I'm sorry to report that the words have stopped flowing. Writing this blog has taken double the effort and quadruple the time; I've not only had to find time in my schedule, but I've had to dig deep in search of what I needed to say. This is a reminder of why I will continue to travel in the future: cultural encounters fill me with unparalleled motivation and inspiration.
Life Goes Forward
Towards the end of my time in India, I tried to prepare myself for the impending reverse culture shock. I focused so heavily on getting myself through the initial days and weeks, that I forgot to consider what it might feel like a couple months down the line.
And so, this is the part of my return that I did not anticipate: that memories escape quickly. And in the scheme of two months being home, it isn't often that I'm given the opportunity to reflect on my journey.
Before I came back, I decided I'd make an effort not to be the girl that talks about Asia all the time. In reality, I've been surrpised at how little I've had to utilize that plan, as people rarely express a genuine interest in my travels. Other than the standard, "How was your trip?" courtesy when I first see someone (to which there could not possibly be an adequate response), people don't want any more than a reassurance that it was "good" (a word that shames what it really was).
A few of my best friends and a handful of interested individuals dared to dig a little deeper, providing me utmost respect by asking about my specific experiences and the little ounce of the world I observed. These conversations where people asked all the right questions, though far and few between, were a relief to me; a weight off my shoulders as I hold on to my experiences everywhere.

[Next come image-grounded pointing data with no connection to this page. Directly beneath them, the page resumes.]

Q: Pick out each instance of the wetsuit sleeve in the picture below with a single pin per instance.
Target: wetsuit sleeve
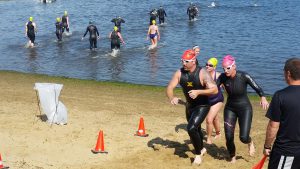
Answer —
(97, 31)
(87, 29)
(219, 81)
(274, 111)
(254, 85)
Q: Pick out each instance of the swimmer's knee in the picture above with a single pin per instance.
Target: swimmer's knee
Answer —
(245, 139)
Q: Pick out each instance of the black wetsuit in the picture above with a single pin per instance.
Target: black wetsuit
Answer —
(196, 109)
(161, 15)
(238, 107)
(65, 23)
(192, 11)
(93, 35)
(153, 15)
(118, 22)
(30, 32)
(115, 40)
(59, 30)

While part of me wishes more Americans expressed an interest in the world, this is unrelated to my personal experience. I don't take my friends' lack of interest about my travels personally. Being back here in America, I understand that life goes forward, not backward.
Living in the Present
One of the most important lessons I learned, both from the experience of the carefree lifestyle of backpacking and the laid-back culture in Asian countries, is the importance of living life in the present.
For the time being, I'm living and working in America. I'm doing so with the intention of figuring out where and which path to take next.

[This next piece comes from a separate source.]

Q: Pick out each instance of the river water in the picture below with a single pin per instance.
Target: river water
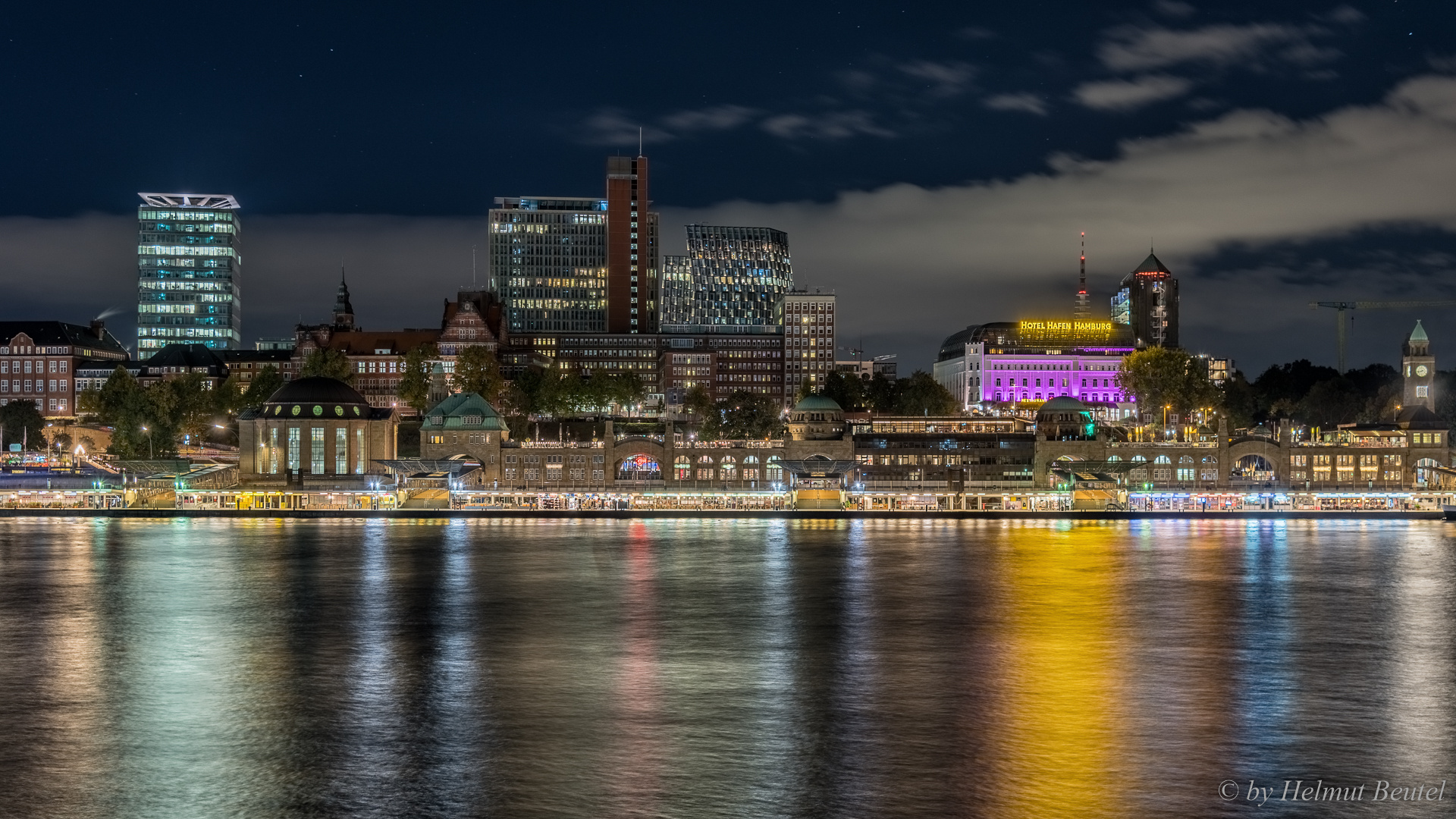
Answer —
(726, 668)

So here I am, feeling torn yet again. I'm all for living in the present, yet writing a blog solely about my experiences from Asia seems counter-productive. By actively maintaining Stories from the East, I'm living in the past, going against my own principles, which is no way to live at all.
My Assimilation Dilemma
Recently, I reached out to the young man featured in This American Life's podcast who walked across America. In his amazing story, he said something about life post-walk that caught my attention: "Sometimes I find myself forgetting everything the walk was to me. I listen again, and then I remember, and then I forget again."
So I wrote to him - that I appreciated his story and shared his feeling of trying to hold on. He responded to me with some more wise words that have stuck with me and offered me a new perspective:
I certainly hear you about the desperate grasping at memory. It goes so fast. And maybe it's okay to let it go, to not remember everything, and just trust that all of it is in there somewhere, making us who we are even if we don't know it. Because damn, you can't catch everything can you? And I'm very aware of toeing the line between appreciating the past and living in it. Tricky."
I'm not sure what this means for Stories from the East. I find comfort in knowing that it will be here when I need. But, for now, I must be true to myself and focus on the present, while trusting that it's all inside of me somewhere and makes me who I am today.